W ostatnich dniach wiele już napisano o zbrodni w Gdańsku. Bardzo często komentatorów i zwykłych zjadaczy chleba zastanawiało jak to możliwe, że po scenie WOŚP biegał człowiek z nożem, a wszyscy dookoła zdawali się nie widzieć i nie rozumieć co się dzieje.
Eksperci ds. bezpieczeństwa zwracali uwagę, że na scenie panował tłok, grała muzyka, świeciły światła i pirotechnika. W takich warunkach percepcja ludzka zmienia się i trudno uchwycić coś, co trwa raptem kilka sekund. Ludzie pod sceną nie wiedzieli, co stało się na ich oczach, a co dopiero osoby stłoczone na samej scenie. Relacja kierownika sceny WOŚP to potwierdza.

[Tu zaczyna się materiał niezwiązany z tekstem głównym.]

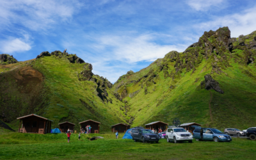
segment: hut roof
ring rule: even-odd
[[[129,125],[129,124],[119,123],[119,124],[115,124],[115,125],[111,125],[111,127],[115,126],[115,125],[118,125],[118,124],[123,124],[123,125],[124,125],[131,126],[131,125]]]
[[[96,123],[98,123],[98,124],[100,124],[100,122],[97,122],[97,121],[95,121],[95,120],[86,120],[86,121],[83,121],[83,122],[79,122],[79,124],[83,124],[83,123],[84,123],[84,122],[87,122],[87,121],[92,121],[92,122],[96,122]]]
[[[191,124],[197,124],[197,125],[202,125],[201,124],[196,124],[195,122],[191,122],[191,123],[186,123],[186,124],[181,124],[180,126],[186,126],[186,125],[191,125]]]
[[[70,123],[70,122],[67,122],[67,122],[62,122],[62,123],[58,124],[58,125],[63,124],[65,124],[65,123],[68,123],[68,124],[72,124],[72,125],[76,125],[76,124],[74,124]]]
[[[148,124],[145,124],[145,125],[152,125],[152,124],[156,124],[156,123],[158,123],[158,122],[161,122],[161,123],[168,125],[168,124],[166,124],[166,123],[164,123],[164,122],[161,122],[161,121],[156,121],[156,122],[153,122],[149,123]]]
[[[51,122],[53,122],[53,120],[47,119],[47,118],[44,118],[44,117],[42,117],[42,116],[40,116],[35,115],[35,114],[31,114],[31,115],[26,115],[26,116],[20,116],[20,117],[17,118],[17,120],[19,120],[19,119],[23,119],[23,118],[24,118],[29,117],[29,116],[35,116],[39,117],[39,118],[42,118],[42,119],[45,119],[45,120],[50,120],[50,121],[51,121]]]

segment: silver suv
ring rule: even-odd
[[[224,130],[224,133],[226,134],[227,135],[230,135],[230,136],[236,135],[237,136],[244,136],[246,134],[246,133],[244,131],[236,128],[225,129]]]
[[[167,142],[173,141],[175,143],[179,141],[188,141],[193,142],[193,135],[190,132],[186,131],[184,128],[173,127],[168,128],[166,131]]]

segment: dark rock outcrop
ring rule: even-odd
[[[18,61],[12,55],[10,56],[8,54],[0,54],[0,64],[8,65],[17,62]]]
[[[220,84],[218,82],[213,79],[210,74],[204,76],[205,89],[207,90],[214,90],[216,92],[219,92],[221,94],[224,93],[224,92],[220,88]]]
[[[134,72],[132,70],[128,71],[126,74],[131,75],[134,74]]]
[[[44,56],[51,56],[51,54],[48,51],[42,52],[40,53],[40,54],[36,56],[36,59]]]

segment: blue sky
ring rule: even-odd
[[[67,49],[112,83],[184,51],[205,31],[256,30],[253,0],[0,0],[0,54],[25,61]]]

To nie wyglądało na początku tak źle. Usłyszałem, że prezydent źle się poczuł. I zobaczyłem go siedzącego na podeście gitarowym. Podszedłem, usiadłem koło niego, objąłem go ręką i zacząłem się go pytać, czy coś się stało
– powiedział Adam Ilczyszyn w rozmowie z prowadzącymi „Dzień Dobry TVN”.
Wyglądał jakby po prostu cukier mu spadł, jakby mdlał. Zdążył spojrzeć na mnie i zaczął się. W tym momencie podbiegła sanitariuszka, zaczęliśmy go układać w pozycji bezpiecznej. Wtedy ktoś krzyknął, że został dźgnięty nożem. Ja w ogóle tego nie widziałem.
– kontynuuje Ilczyszyn. Wtedy dostrzeżono dwie duże rany, które jeszcze nie krwawiły zbyt obficie, lub po prostu krew spływała pod ubraniem prezydenta. Sytuacja zaczęła robić się dramatyczna. Trzeba było rozpocząć reanimację i zatamować krwawienie. Wkrótce pojawiły się karetki z ratownikami medycznymi.
Prezydent zmarł następnego dnia w szpitalu. Prokuratura bada całą sprawę, również wątki dotyczące zabezpieczenia imprezy. Zeznania osób takich jak Ilczyszyn i innych organizatorów i najbliższych świadków będą z pewnością bardzo ważne.